Date: Thu, April 24, 2025 | 05:58 AM GMT
The crypto market seems to be shaking off the dust after a brutal Q1 — Ethereum (ETH) alone dropped 45%. But things are finally starting to flip. ETH has bounced back with a 10% gain over the past week, and this positive momentum is spreading across altcoins .
Following this broader market rally, Aptos (APT) — which recently went through a major correction — has managed to pull off a noticeable comeback. The altcoin surged by 16% over the past week, trimming its year-to-date losses to around 49%. Even more compelling, a classic harmonic pattern forming on the daily chart suggests this move might just be getting started.
Source: Coinmarketcap
Harmonic Pattern Signals More Upside Ahead
Looking at APT’s daily chart through Heikin Ashi candles, a Bearish Cypher pattern has clearly formed — a setup that, despite its name, often leads to a bullish continuation toward the key reversal zone, also known as the Potential Reversal Zone (D).

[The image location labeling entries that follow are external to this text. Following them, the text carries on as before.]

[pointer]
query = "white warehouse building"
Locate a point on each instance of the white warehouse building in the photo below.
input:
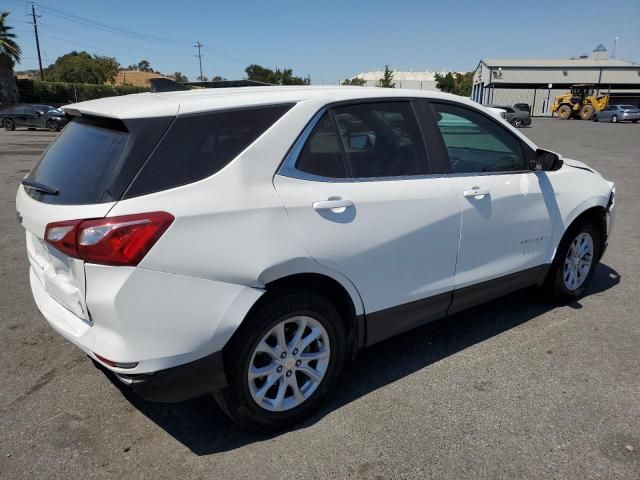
(538, 81)
(425, 80)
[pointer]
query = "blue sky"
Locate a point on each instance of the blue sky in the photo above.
(328, 40)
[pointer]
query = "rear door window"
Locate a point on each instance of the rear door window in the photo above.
(197, 146)
(79, 164)
(477, 144)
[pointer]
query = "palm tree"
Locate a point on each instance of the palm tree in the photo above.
(9, 56)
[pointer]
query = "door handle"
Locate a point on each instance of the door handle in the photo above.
(332, 205)
(476, 192)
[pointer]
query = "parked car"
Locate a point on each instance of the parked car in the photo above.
(33, 116)
(517, 118)
(525, 107)
(617, 113)
(246, 242)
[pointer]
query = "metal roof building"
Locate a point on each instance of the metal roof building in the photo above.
(538, 81)
(422, 80)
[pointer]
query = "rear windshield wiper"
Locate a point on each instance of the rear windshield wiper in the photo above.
(41, 187)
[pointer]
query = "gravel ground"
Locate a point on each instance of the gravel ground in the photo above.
(518, 388)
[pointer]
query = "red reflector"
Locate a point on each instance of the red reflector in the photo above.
(123, 240)
(111, 363)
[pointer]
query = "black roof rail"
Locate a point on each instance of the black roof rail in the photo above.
(168, 85)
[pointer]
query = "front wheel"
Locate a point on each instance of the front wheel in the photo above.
(576, 259)
(283, 362)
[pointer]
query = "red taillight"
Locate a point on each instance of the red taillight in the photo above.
(123, 240)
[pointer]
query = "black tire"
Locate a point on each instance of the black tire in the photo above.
(587, 112)
(236, 399)
(554, 282)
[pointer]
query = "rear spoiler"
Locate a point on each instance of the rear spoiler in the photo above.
(168, 85)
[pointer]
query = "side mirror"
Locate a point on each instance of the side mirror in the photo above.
(547, 161)
(359, 142)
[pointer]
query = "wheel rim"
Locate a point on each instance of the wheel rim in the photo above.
(289, 363)
(578, 261)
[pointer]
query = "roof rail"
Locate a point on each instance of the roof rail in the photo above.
(168, 85)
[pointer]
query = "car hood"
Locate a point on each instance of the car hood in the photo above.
(578, 164)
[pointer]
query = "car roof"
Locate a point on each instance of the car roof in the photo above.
(144, 105)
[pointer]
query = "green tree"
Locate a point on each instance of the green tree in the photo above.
(82, 67)
(387, 78)
(9, 56)
(356, 81)
(275, 77)
(144, 66)
(456, 83)
(180, 77)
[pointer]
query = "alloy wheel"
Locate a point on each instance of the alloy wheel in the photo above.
(289, 363)
(578, 261)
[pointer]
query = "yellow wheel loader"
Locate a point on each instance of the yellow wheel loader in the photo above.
(580, 102)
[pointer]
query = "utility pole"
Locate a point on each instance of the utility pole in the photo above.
(198, 45)
(35, 29)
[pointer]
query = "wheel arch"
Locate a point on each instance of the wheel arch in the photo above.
(597, 214)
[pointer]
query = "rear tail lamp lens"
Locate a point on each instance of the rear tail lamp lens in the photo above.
(123, 240)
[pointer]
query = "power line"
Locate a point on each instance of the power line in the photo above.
(35, 29)
(198, 45)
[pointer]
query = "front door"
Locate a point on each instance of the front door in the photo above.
(505, 222)
(358, 192)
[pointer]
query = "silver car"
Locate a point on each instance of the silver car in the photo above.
(618, 113)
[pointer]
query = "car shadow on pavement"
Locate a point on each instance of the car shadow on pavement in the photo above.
(202, 427)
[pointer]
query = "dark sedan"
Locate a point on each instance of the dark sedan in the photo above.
(517, 118)
(32, 116)
(618, 113)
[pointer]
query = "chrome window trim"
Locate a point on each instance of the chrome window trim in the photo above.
(288, 166)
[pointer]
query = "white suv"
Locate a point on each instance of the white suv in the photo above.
(245, 241)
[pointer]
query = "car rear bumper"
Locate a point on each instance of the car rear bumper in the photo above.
(184, 382)
(153, 320)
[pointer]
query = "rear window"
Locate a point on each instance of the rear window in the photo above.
(197, 146)
(79, 164)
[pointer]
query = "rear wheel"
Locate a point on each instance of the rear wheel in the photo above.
(283, 362)
(587, 112)
(564, 112)
(575, 262)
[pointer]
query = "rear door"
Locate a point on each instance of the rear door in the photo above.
(360, 194)
(505, 206)
(19, 116)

The pattern starts at point X, where APT faced rejection from the January 7 high of $10.65. This was followed by a sharp decline to point A, then a short-lived recovery toward point B, and another deep correction to point C, which found support around $3.89 on April 7.
Aptos (APT) Daily Chart/Coinsprobe (Source: Tradingview)
This drop marked a 64% decline from point X. While some of the legs deviate slightly from perfect Fibonacci measurements, the overall structure still holds strong and remains valid from a harmonic trading perspective.
Currently, APT is climbing its way through the final leg — from point C to point D — and price action suggests that this move still has room to extend further.
What’s Next for APT?
If the pattern completes as expected, point D — which aligns with the 78.6% Fibonacci retracement from the X to C leg — sits around $9.20. This implies a potential 70% upside from the current price of $5.41.
However, before Aptos can reach that target, it will need to overcome an intermediate resistance near $6.47. This level corresponds to the 38.2% Fibonacci retracement and may serve as a key test for bullish momentum. A clean breakout above this zone could open the door for an accelerated move toward the final target.
Disclaimer: This article is for informational purposes only and not financial advice. Always conduct your own research before investing in cryptocurrencies.